Jane Masters MW est la Master of Wine d’Opimian
Une fois venu le temps des vendanges, l’influence et le talent d’un vigneron déterminent la saveur et le style des vins produits. Les vignerons choisissent le type de cuve où effectuer la fermentation, les levures à utiliser, les températures de fermentation, et bien d’autres aspects.
Les cuves en acier inoxydable et en béton sont inertes en matière de saveur, tandis qu’une fermentation dans du chêne peut apporter au vin des caractères de vanille, de noix de coco ou grillés, selon la taille et l’âge du récipient. Plus le récipient est petit, plus le ratio de contact entre la surface et le vin sera grand. Une grande cuve de chêne ancien ajoute beaucoup moins de saveur qu’une fermentation dans un petit fût de chêne neuf de 225 litres. Depuis quelques années, les amphores d’argile ont connu une certaine popularité; bien que celles-ci soit inertes en matière de saveur, leur argile poreuse permet, comme le fait le bois, une certaine micro-oxygénation, qui elle influence la saveur.
Le vin est habituellement fermenté à l’aide de levure Saccharomyces cerevisiae, la même utilisée dans la production du pain et de la bière. Il existe différentes souches de Saccharomyces cerevisiae, et certaines ont été choisies pour leurs propriétés aromatiques et leur capacité à fermenter dans des conditions de teneur en sucre élevée, d’acidité et de pH. Les vignerons peuvent utiliser des souches de levure sélectionnées, qui garantissent une fermentation régulière et contrôlée, ou laisser la levure sauvage présente dans la cave se développer. Certains grands vins sont produits à l’aide de ferments sauvages; cependant, les résultats sont moins prévisibles.
Au fur et à mesure que la fermentation a lieu, une grande quantité de chaleur de dioxyde carbone est créée. Si la température est trop élevée, les levures meurent, et si elle est trop basse, la fermentation peut ralentir et cesser. La température influence le métabolisme des levures, ce qui produit les arômes. Les vignerons maintiennent donc la température à un niveau précis selon le type de vin désiré. Les vins blancs légers fruités peuvent fermenter à une température de 14 °C. Pour les blancs plus riches et complets, elle peut être plus élevée et atteindre environ 20 °C. Les vins rouges subissent généralement une fermentation à température plus élevée, les rouges fruités légers étant exposés à une température de 20 à 25 °C pour maximiser les arômes de la fermentation. Les rouges corsés et structurés, qui sont élaborés pour être gardés et qui mûrissent souvent en barrique, peuvent être fermentés à des températures de 30 °C ou plus. Dans la production du mousseux, le dioxyde de carbone produit par la fermentation peut être récupéré pour créer l’effervescence du vin, mais le vin en conserve déjà une certaine partie, ce qui contribue à créer une impression d’acidité et de fraîcheur. À la fin de la fermentation, les levures tombent au fond du récipient de fermentation et forment les lies. Bien qu’elles ne soient plus viables, celles-ci peuvent ajouter de la texture en bouche et de la saveur à un vin en libérant des mannoprotéines. Certains vignerons gardent les vins sur lies pendant un certain temps et peuvent aussi remuer les lies (une technique appelée « bâtonnage ») pour disperser les sédiments et ainsi augmenter le contact et maximiser l’effet.
La plupart des vins rouges et certains vins blancs subissent une fermentation malolactique, où l’acide malique présent dans les raisins (que l’on retrouve également dans les pommes vertes sures) est converti en acide lactique (que l’on retrouve dans le lait) par des bactéries d’acide lactique.
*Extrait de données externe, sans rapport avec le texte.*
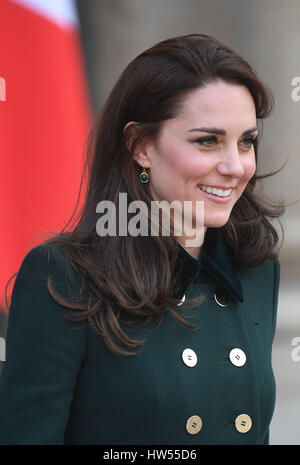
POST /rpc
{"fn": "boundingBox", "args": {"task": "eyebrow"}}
[188,127,258,136]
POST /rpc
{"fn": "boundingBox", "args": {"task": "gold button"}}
[235,413,252,433]
[181,348,198,367]
[185,415,202,434]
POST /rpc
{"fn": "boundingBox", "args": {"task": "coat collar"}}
[177,228,244,302]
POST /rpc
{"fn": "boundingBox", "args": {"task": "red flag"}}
[0,0,92,307]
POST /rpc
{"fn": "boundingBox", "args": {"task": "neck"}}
[175,227,207,260]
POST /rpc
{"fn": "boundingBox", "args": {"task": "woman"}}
[0,34,283,445]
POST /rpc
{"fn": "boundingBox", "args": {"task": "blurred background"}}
[0,0,300,444]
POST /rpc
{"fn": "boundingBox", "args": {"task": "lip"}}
[198,183,237,191]
[197,184,234,203]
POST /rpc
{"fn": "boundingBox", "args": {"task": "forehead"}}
[170,80,256,129]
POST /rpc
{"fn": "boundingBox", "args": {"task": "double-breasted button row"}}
[185,413,252,434]
[181,347,247,367]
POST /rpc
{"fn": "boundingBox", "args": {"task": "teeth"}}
[198,185,232,197]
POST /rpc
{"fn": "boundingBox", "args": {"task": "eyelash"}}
[195,136,257,148]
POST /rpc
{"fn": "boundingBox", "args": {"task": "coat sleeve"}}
[272,260,280,344]
[263,260,280,445]
[0,245,86,445]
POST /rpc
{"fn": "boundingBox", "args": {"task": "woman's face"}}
[136,80,258,231]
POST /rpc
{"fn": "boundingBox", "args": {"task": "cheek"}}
[243,155,256,183]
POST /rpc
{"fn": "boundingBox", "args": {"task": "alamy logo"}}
[96,193,204,247]
[0,76,6,102]
[0,337,6,362]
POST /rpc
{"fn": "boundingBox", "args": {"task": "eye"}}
[195,136,217,147]
[242,136,257,148]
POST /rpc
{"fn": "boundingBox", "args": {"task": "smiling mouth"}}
[198,184,233,199]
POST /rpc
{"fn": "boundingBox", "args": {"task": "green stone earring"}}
[140,168,149,183]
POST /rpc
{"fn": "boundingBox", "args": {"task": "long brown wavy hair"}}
[5,34,285,356]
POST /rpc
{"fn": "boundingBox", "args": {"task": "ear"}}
[123,121,151,168]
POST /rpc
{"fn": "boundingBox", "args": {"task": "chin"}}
[204,215,230,228]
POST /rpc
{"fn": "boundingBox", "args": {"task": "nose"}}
[217,147,245,178]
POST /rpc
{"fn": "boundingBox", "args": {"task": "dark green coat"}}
[0,228,280,445]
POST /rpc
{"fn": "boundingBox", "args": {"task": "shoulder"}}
[240,258,280,291]
[240,259,280,342]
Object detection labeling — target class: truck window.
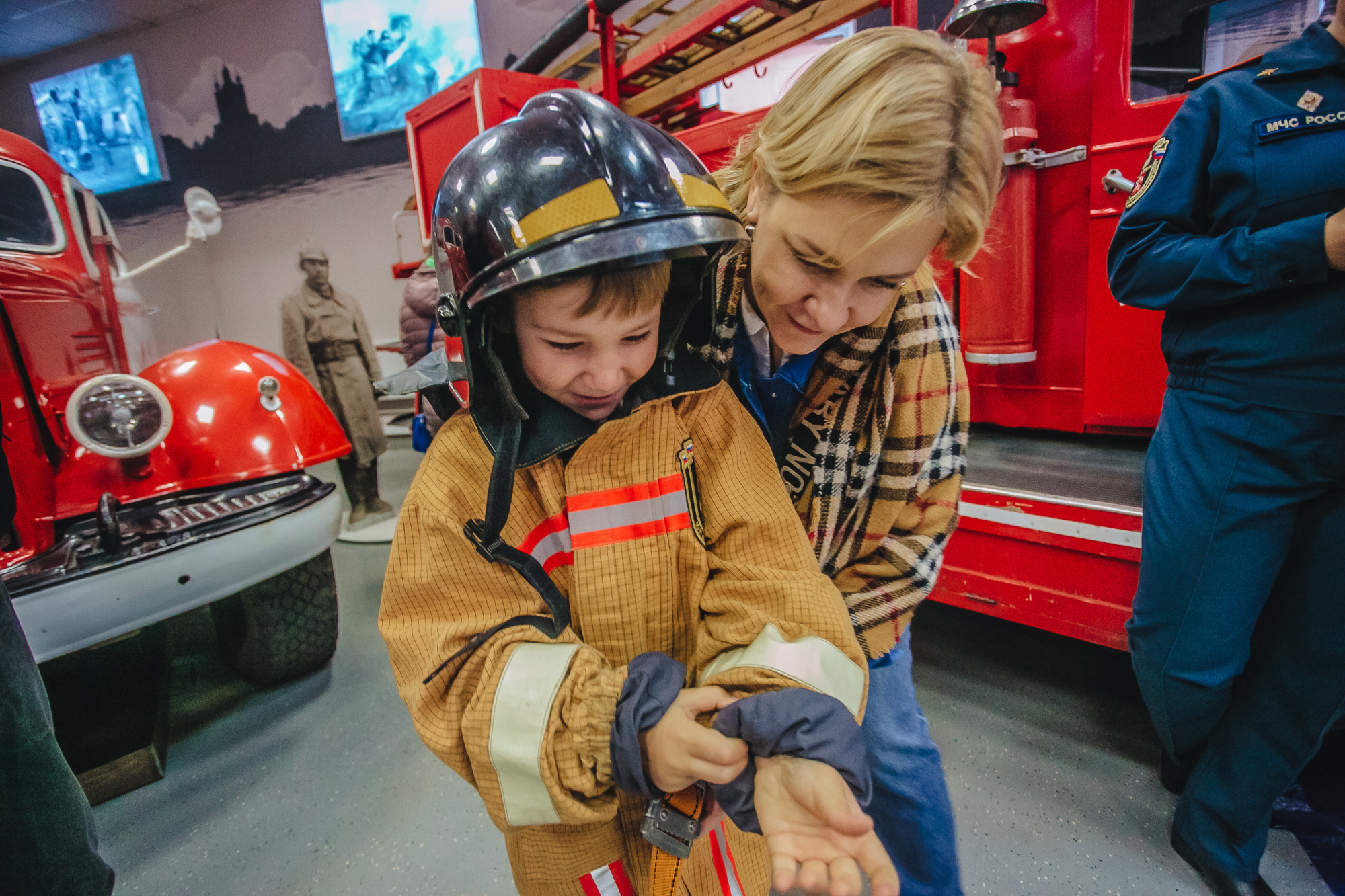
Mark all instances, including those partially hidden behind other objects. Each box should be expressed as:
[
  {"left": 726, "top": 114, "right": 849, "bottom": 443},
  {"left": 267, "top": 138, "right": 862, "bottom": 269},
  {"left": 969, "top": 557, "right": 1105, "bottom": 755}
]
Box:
[
  {"left": 1130, "top": 0, "right": 1336, "bottom": 102},
  {"left": 0, "top": 163, "right": 61, "bottom": 251}
]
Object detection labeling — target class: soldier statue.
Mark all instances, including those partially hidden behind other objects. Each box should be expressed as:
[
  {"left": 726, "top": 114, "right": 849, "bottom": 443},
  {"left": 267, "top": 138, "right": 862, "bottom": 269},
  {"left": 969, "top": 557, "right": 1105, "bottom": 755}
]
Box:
[{"left": 280, "top": 243, "right": 393, "bottom": 528}]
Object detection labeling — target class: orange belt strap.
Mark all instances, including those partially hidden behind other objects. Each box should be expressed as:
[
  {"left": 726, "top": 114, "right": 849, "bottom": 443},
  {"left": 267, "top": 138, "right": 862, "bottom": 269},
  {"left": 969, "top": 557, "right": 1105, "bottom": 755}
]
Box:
[{"left": 640, "top": 784, "right": 706, "bottom": 896}]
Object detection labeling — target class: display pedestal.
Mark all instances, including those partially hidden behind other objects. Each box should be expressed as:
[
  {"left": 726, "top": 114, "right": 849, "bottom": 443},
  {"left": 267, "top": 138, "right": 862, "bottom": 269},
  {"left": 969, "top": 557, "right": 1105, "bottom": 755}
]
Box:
[
  {"left": 39, "top": 624, "right": 168, "bottom": 806},
  {"left": 336, "top": 512, "right": 399, "bottom": 545}
]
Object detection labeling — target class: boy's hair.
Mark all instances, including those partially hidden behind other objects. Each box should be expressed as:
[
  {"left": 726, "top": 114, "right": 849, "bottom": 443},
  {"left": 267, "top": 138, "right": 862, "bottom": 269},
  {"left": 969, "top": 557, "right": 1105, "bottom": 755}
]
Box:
[
  {"left": 714, "top": 28, "right": 1003, "bottom": 265},
  {"left": 514, "top": 261, "right": 672, "bottom": 317}
]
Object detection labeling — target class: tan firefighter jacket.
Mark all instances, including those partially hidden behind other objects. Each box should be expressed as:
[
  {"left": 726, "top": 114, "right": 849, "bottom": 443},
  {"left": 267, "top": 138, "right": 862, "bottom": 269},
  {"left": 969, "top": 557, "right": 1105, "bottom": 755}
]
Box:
[{"left": 378, "top": 383, "right": 868, "bottom": 896}]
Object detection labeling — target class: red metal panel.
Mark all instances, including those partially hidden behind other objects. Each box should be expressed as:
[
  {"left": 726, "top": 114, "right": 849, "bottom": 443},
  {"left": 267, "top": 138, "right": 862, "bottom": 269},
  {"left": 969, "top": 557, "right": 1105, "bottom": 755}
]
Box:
[
  {"left": 406, "top": 69, "right": 578, "bottom": 238},
  {"left": 0, "top": 328, "right": 56, "bottom": 568},
  {"left": 56, "top": 339, "right": 350, "bottom": 518},
  {"left": 931, "top": 526, "right": 1139, "bottom": 650},
  {"left": 1084, "top": 3, "right": 1185, "bottom": 427},
  {"left": 962, "top": 3, "right": 1093, "bottom": 432},
  {"left": 677, "top": 108, "right": 771, "bottom": 171}
]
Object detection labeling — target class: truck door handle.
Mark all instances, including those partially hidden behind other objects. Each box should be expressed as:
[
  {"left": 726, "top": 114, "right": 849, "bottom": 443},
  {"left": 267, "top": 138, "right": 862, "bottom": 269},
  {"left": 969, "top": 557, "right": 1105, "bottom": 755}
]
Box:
[
  {"left": 1102, "top": 168, "right": 1135, "bottom": 195},
  {"left": 1005, "top": 147, "right": 1088, "bottom": 168}
]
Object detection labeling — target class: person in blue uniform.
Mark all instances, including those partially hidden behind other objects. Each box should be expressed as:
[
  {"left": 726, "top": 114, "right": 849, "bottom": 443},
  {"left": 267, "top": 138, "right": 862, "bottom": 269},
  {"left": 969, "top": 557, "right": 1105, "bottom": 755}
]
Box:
[{"left": 1108, "top": 16, "right": 1345, "bottom": 896}]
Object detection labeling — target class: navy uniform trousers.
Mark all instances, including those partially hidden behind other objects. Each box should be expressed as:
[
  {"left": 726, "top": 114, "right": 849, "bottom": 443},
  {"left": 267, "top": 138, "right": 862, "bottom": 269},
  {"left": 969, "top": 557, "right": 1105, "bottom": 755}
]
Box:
[
  {"left": 1127, "top": 389, "right": 1345, "bottom": 880},
  {"left": 0, "top": 578, "right": 113, "bottom": 896}
]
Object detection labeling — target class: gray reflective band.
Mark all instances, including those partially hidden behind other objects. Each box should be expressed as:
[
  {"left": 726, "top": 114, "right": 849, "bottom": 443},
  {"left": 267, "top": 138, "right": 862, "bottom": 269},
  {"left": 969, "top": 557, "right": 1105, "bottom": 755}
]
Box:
[
  {"left": 695, "top": 623, "right": 863, "bottom": 715},
  {"left": 490, "top": 643, "right": 580, "bottom": 827},
  {"left": 966, "top": 351, "right": 1037, "bottom": 364}
]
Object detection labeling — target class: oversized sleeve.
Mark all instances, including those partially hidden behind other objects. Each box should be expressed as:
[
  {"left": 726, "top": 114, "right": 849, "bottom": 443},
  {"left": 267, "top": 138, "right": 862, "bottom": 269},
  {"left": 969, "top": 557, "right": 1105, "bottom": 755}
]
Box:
[
  {"left": 280, "top": 296, "right": 321, "bottom": 390},
  {"left": 1107, "top": 89, "right": 1329, "bottom": 311},
  {"left": 824, "top": 289, "right": 971, "bottom": 659},
  {"left": 378, "top": 430, "right": 625, "bottom": 829},
  {"left": 670, "top": 384, "right": 872, "bottom": 833},
  {"left": 690, "top": 386, "right": 868, "bottom": 719}
]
Ce processus microbiologique réduit l’acidité du vin et le rend plus doux et plus microbiologiquement stable. De leur côté, d’autres métabolites produits contribuent à la saveur du vin; le diacétyle, par exemple, a un arôme de beurre crémeux. La décision d’effectuer ou non cette fermentation peut fortement influencer le style du vin. La fermentation malolactique est généralement évitée pour les chablis, qui sont connus pour leur style minéral acéré. Dans un chardonnay riche et onctueux, la fermentation malolactique contribue à la richesse et à la saveur de caramel écossais du vin final, bien souvent de pair avec la fermentation en fût.
Que les vignerons décident d’utiliser des souches de levure sélectionnées et des bactéries d’acide lactique ou de permettre aux ferments sauvages de se développer, la microbiologie est au cœur d’une vinification de qualité. Pour maximiser pleinement le potentiel des raisins récoltés, les vignerons doivent également empêcher le développement de micro-organismes qui détériorent le vin ou lui donnent des saveurs indésirables. Une utilisation judicieuse de sulfites lors de la vinification, de l’élevage et de la mise en bouteille empêche la dégradation des organismes, protège contre l’oxydation et préserve la fraîcheur des arômes pour permettre au vin d’être bu dans des conditions optimales.